Mímir or Mim is a figure in Norse mythology, renowned for his knowledge and wisdom, who is beheaded during the Æsir–Vanir War. Afterward, the god Odin carries around Mímir's head and it recites secret knowledge and counsel to him.
In Norse mythology, Sæhrímnir is the creature killed and eaten every night by the Æsir and einherjar. The cook of the gods, Andhrímnir, is responsible for the slaughter of Sæhrímnir and its preparation in the cauldron Eldhrímnir. After Sæhrímnir is eaten, the beast is brought back to life again to provide sustenance for the following day. Sæhrímnir is attested in the Poetic Edda, compiled in the 13th century from earlier traditional material, and the Prose Edda, written in the 13th century by Snorri Sturluson.
Bestla is a jötunn in Norse mythology, and the mother of the gods Odin, Vili and Vé. She is also the sister of an unnamed man who assisted Odin, and the daughter of the jötunn Bölþorn. Odin is frequently called "Bestla's son" in both skaldic verses and the Poetic Edda.
In Norse mythology, Surtr, also sometimes written Surt in English, is a jötunn; he is the greatest of the fire giants, who serves as the guardian of Muspelheim which is along with Niflheim, the only two realms to exist before the beginning of time. Surtr is attested in the Poetic Edda, compiled in the 13th century from earlier traditional sources, and the Prose Edda, written in the 13th century by Snorri Sturluson. In both sources, Surtr is foretold as being a major figure during the events of Ragnarök; carrying his bright sword, he will go to battle against the Æsir, he will battle the major god Freyr, and afterward the flames that he brings forth will engulf the Earth.
In Norse mythology, Sjöfn is a goddess associated with love. Sjöfn is attested in the Prose Edda, written in the 13th century by Snorri Sturluson; and in three kennings employed in skaldic poetry. Scholars have proposed theories about the implications of the goddess.
In Nordic mythology, Austri, Vestri, Norðri and Suðri ; are four dwarfs who hold up the sky after it was made by the gods from the skull of the jötunn Ymir. They are referred to both in Gylfaginning in the Prose Edda and in kennings. They have been further linked to dvergar ("dwarfs"), supports for the main beam of some halls, that are likely named due to the roof being seen as a reflection of the sky in Old Nordic religion.
In Norse mythology, Auðr is the son of the personified night, Nótt, fathered by Naglfari, and uncle of Thor. Auðr is attested in the Prose Edda, written in the 13th century by Snorri Sturluson, and in the poetry of skalds.

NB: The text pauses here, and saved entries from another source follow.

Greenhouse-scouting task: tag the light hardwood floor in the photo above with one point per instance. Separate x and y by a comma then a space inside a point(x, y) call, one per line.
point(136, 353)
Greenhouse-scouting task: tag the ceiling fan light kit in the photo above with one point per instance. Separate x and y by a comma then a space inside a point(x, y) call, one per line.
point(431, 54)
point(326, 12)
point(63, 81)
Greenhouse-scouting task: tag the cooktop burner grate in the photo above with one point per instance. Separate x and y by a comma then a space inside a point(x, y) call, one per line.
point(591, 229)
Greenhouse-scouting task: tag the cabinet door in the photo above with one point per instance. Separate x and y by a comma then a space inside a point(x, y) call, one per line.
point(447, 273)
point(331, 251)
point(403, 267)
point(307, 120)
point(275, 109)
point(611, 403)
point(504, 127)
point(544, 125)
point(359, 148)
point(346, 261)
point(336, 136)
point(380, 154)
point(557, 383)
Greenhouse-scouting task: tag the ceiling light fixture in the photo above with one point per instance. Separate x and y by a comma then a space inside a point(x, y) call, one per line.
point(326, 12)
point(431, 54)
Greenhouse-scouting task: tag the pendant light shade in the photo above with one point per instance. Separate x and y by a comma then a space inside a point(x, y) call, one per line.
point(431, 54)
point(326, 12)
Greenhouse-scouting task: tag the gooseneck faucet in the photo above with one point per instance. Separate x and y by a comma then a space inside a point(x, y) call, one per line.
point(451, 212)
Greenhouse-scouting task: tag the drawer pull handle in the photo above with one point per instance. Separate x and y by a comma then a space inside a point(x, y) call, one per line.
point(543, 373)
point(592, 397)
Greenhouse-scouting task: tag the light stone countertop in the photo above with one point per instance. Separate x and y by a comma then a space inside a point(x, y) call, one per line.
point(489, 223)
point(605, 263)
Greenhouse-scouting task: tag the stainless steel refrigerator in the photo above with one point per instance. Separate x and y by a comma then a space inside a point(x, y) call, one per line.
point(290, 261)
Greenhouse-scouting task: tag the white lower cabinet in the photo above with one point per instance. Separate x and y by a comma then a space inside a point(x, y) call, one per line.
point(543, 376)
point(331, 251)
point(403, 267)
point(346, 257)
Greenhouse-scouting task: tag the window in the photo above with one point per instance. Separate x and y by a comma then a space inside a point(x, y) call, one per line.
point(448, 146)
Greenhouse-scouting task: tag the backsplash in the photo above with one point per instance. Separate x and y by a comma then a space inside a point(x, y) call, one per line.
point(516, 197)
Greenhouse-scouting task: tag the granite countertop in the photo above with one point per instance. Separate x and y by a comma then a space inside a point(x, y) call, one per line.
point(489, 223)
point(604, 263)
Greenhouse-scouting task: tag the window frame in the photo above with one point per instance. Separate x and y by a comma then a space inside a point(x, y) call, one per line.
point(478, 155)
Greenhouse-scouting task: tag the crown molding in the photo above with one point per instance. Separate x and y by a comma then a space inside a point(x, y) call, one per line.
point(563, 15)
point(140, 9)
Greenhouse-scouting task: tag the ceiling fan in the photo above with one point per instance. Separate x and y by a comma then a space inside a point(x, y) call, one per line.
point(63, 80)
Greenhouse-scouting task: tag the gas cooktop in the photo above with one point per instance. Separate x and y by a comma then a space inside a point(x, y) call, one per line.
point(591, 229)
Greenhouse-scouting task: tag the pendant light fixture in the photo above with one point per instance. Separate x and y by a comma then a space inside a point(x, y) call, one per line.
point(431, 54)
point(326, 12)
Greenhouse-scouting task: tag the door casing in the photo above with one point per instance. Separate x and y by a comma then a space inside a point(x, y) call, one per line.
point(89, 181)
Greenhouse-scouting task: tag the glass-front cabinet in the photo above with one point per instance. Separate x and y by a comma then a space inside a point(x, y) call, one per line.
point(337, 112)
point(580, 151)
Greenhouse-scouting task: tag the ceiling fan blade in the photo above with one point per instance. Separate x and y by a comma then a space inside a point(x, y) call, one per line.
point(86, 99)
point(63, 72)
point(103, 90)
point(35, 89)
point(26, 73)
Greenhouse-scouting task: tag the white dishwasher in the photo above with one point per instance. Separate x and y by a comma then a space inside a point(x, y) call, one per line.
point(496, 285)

In Norse mythology, Himinbjörg is the home of the god Heimdallr. Himinbjörg is attested in the Poetic Edda, compiled from earlier traditional sources, and the Prose Edda and Heimskringla, both written in the 13th century by Snorri Sturluson. Himinbjörg is associated with Heimdallr in all sources. According to the Poetic Edda, Heimdallr dwells there as watchman for the gods and there drinks fine mead, whereas in the Prose Edda Himinbjörg is detailed as located where the burning rainbow bridge Bifröst meets heaven. Scholars have commented on the differences between the two attestations and linked the name of the mythical location to various place names.

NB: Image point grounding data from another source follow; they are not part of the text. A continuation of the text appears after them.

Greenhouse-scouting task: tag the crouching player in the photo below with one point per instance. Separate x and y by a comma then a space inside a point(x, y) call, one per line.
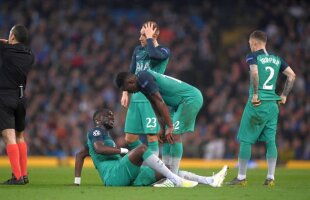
point(115, 170)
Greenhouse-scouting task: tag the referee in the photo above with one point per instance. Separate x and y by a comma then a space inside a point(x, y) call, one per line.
point(16, 60)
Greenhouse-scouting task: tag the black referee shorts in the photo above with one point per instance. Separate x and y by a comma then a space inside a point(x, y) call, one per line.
point(12, 111)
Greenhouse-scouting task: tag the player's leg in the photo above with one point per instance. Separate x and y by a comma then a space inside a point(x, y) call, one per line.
point(152, 143)
point(13, 154)
point(22, 147)
point(142, 154)
point(7, 125)
point(183, 123)
point(176, 152)
point(215, 181)
point(132, 140)
point(249, 131)
point(269, 135)
point(20, 115)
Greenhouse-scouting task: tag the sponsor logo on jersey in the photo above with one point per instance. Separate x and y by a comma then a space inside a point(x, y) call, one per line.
point(96, 133)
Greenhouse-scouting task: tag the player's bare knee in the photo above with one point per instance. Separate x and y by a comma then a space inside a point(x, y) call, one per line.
point(130, 138)
point(152, 138)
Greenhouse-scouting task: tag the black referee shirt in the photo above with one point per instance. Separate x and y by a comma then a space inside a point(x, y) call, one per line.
point(15, 62)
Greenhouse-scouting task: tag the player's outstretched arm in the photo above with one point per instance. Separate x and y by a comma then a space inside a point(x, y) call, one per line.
point(79, 162)
point(291, 76)
point(3, 41)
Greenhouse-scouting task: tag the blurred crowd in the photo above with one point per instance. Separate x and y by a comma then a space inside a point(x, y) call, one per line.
point(80, 45)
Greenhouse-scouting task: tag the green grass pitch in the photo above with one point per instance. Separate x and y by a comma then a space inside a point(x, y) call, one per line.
point(56, 183)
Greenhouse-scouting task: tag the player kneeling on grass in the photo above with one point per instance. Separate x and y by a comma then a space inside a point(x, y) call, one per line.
point(115, 170)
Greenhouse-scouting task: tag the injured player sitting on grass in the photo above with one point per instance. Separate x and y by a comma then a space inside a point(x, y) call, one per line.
point(115, 170)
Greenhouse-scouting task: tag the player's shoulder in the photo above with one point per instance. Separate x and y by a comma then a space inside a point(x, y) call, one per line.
point(97, 131)
point(138, 48)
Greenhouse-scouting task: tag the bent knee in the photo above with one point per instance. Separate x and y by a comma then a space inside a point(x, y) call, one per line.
point(131, 138)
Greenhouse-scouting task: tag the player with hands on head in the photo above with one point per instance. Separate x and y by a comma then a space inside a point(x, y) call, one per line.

In Norse mythology, Sindri is the name of both a dwarf and a hall that will serve as a dwelling place for the souls of the virtuous after the events of Ragnarök. Sindri is also referred to as Eitri, the brother of Brokkr.

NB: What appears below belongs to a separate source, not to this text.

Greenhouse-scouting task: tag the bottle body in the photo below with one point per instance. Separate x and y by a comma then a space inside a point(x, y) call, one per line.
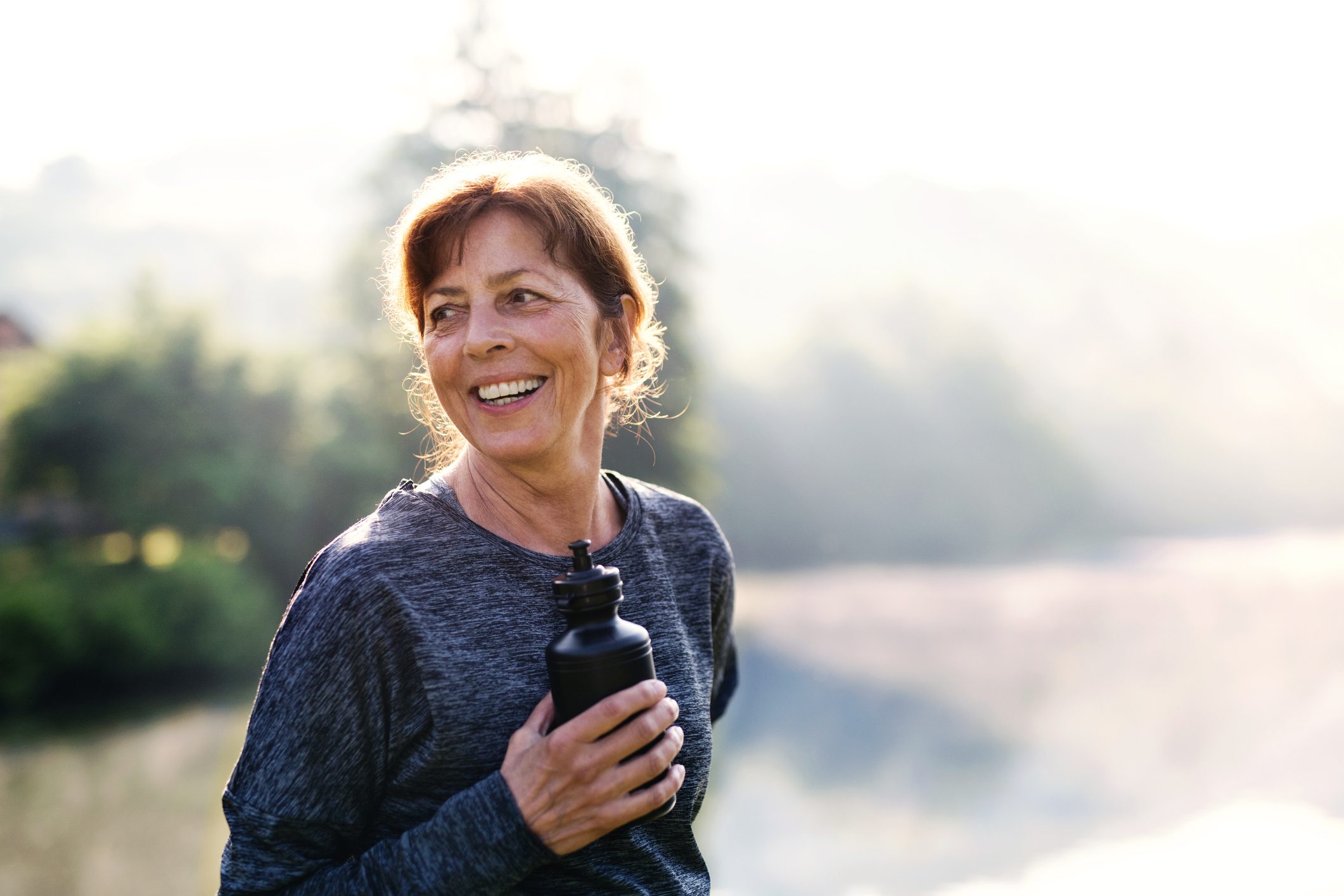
point(597, 656)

Litr is the name borne by a dwarf and a jötunn in Norse mythology.
In Norse mythology, the Kerlaugar i.e. "bath-tub", are two rivers through which the god Thor wades. The Kerlaugar are attested in the Poetic Edda, compiled in the 13th century from earlier traditional material, and in a citation of the same verse in the Prose Edda, written in the 13th century by Snorri Sturluson.